La signora Bianca è due stanze più avanti, mi aspetta distesa sul lettino della sala visite. Sono venuta di qua per poter leggere le sue lastre del torace sulla lavagna luminosa.
Il suo dolore alla gamba è il mio nemico degli ultimi giorni, un nemico più tenace di quanto mi aspettassi. Lei mi guarda con quegli occhi liquidi, azzurrissimi, velati dal dolore che la attanaglia e le toglie il sonno, ma non la speranza. "Lei è il mio angelo" mi dice.
Io non vorrei essere un angelo, vorrei non avere cuore e anima e pelle. Vorrei non sentire nulla, a volte.
Se non portiamo più sangue al suo piede rischia di perdere la gamba. Il chirurgo si rifiuta di operare, dice che è troppo rischioso, che ha poche possibilità di riuscita. Sono andata a protestare dal mio primario: "È lui che rischia, è lui che decide".

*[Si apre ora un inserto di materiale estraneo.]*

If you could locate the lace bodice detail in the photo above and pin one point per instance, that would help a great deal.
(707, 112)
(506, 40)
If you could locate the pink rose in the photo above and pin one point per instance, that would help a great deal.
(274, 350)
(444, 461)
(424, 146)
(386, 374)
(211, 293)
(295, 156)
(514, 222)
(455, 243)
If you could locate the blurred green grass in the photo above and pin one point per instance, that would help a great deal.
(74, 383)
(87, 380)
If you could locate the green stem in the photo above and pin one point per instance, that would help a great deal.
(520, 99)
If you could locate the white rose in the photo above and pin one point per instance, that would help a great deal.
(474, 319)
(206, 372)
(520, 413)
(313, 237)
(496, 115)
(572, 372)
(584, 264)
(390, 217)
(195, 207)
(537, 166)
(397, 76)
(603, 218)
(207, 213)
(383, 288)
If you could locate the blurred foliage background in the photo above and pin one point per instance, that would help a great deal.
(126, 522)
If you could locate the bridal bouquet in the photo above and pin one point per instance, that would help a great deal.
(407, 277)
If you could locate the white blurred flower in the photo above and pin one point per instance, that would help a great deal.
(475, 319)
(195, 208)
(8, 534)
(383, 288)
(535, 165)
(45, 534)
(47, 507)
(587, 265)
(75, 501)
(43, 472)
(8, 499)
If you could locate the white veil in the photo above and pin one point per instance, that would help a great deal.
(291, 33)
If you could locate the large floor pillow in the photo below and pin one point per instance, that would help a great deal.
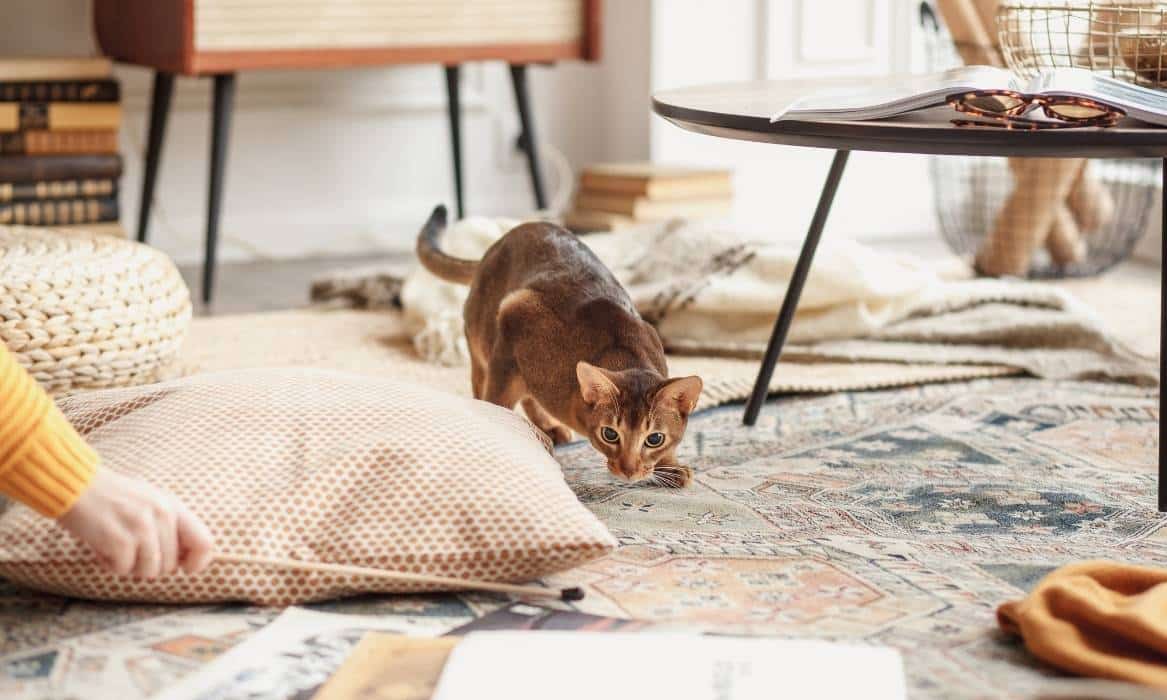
(319, 467)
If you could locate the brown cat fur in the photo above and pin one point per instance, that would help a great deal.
(549, 327)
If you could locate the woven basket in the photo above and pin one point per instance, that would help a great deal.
(84, 310)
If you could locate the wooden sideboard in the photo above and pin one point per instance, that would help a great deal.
(222, 37)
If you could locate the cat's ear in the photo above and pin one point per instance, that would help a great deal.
(595, 384)
(679, 393)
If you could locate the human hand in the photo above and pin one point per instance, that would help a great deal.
(138, 529)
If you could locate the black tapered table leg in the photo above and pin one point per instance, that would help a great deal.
(159, 112)
(1162, 340)
(528, 139)
(794, 291)
(454, 107)
(221, 125)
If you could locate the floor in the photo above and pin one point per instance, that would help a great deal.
(272, 285)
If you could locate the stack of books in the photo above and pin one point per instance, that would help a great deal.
(615, 195)
(58, 142)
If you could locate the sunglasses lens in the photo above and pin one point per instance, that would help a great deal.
(1077, 111)
(994, 104)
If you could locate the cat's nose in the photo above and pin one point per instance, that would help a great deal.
(629, 469)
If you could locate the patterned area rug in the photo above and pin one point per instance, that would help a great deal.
(893, 517)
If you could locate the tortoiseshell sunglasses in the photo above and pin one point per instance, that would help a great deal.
(1006, 109)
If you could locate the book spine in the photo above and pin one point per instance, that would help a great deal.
(58, 116)
(40, 168)
(55, 69)
(60, 91)
(35, 142)
(62, 211)
(56, 189)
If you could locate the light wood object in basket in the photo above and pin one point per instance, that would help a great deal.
(88, 310)
(222, 37)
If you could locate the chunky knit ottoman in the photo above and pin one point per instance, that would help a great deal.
(85, 310)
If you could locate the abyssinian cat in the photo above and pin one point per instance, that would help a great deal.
(549, 327)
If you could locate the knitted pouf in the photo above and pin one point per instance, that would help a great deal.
(85, 310)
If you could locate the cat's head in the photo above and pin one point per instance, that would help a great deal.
(635, 418)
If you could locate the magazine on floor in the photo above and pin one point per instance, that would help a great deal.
(912, 93)
(535, 665)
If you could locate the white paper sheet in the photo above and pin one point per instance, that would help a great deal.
(589, 666)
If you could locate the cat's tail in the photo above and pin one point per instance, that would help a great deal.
(439, 264)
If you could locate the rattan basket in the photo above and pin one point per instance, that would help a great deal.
(86, 310)
(970, 193)
(1123, 40)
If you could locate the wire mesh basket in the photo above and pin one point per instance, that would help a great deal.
(1124, 40)
(1039, 217)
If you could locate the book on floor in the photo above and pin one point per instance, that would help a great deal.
(54, 69)
(57, 189)
(49, 212)
(655, 181)
(60, 116)
(903, 95)
(84, 91)
(649, 210)
(582, 666)
(41, 142)
(389, 667)
(40, 168)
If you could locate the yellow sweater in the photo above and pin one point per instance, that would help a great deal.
(43, 462)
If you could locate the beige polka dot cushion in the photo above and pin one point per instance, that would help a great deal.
(319, 467)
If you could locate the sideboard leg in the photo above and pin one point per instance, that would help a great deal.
(159, 112)
(528, 139)
(1162, 338)
(221, 124)
(454, 107)
(797, 280)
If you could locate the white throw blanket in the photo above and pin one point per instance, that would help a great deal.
(713, 291)
(697, 281)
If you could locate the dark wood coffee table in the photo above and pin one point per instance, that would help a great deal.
(742, 111)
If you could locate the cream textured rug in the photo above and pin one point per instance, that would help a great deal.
(379, 343)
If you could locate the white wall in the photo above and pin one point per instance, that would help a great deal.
(351, 161)
(777, 186)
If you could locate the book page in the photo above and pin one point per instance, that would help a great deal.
(538, 665)
(895, 96)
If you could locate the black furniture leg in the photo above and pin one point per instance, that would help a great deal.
(159, 112)
(454, 106)
(526, 139)
(797, 280)
(221, 124)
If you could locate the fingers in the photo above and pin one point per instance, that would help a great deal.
(137, 529)
(148, 562)
(119, 553)
(167, 541)
(195, 544)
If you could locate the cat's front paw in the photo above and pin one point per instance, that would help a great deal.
(672, 476)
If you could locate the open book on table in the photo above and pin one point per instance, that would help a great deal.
(912, 93)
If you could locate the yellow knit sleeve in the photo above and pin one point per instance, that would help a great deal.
(43, 462)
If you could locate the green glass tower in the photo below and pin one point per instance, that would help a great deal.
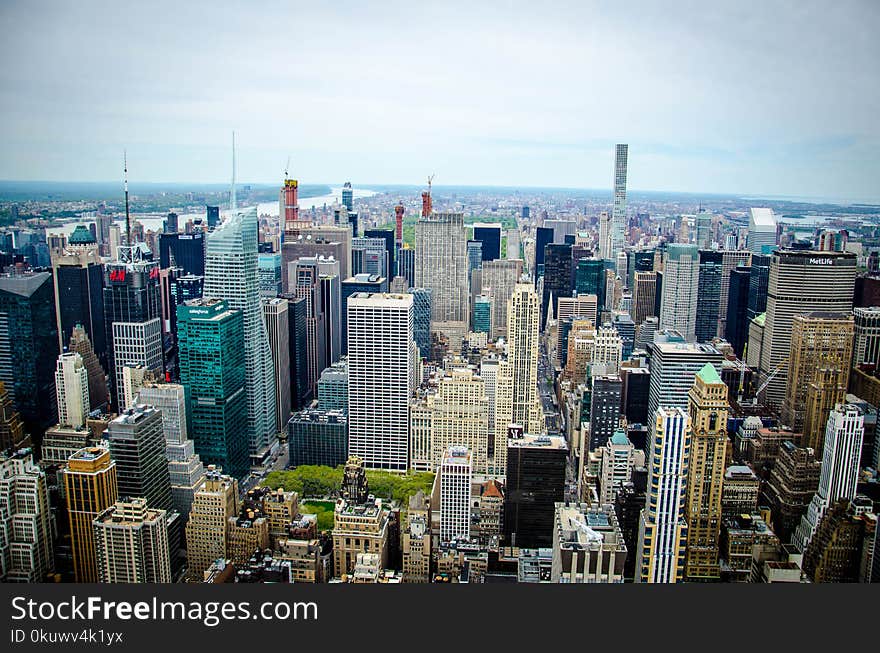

La signora Bianca ha quarantotto anni e quegli occhi imploranti avvitati nel mio cervello come una vite da dieci.

Il mio De Gregori

Mi sono imbattuta in lui in un giorno qualunque, perché sempre nei giorni qualunque accadono i fatti straordinari. Gli incantesimi. Come spesso capita quando ci troviamo al cospetto dei geni, quelli che hanno parole che ti attraversano e quando ti alzi dalla sedia non sei proprio più la stessa di prima; quando hai la sensazione infantile di aver scovato un tesoro, ma lo hai scoperto solo tu ed il mondo ne è insospettabilmente all’oscuro e sta a te divulgarlo per salvare l’umanità; quando a sedici anni mi venne a trovare Montaigne, con i suoi Saggi, o a trenta Marquez o a quaranta Tolstoj (in realtà Tolstoj era passato anche prima, ma evidentemente non avevo sentito bene). Insomma. Quando ti chiedi, incredula: “Ma come avrò fatto a vivere prima, ignara e ignava?”.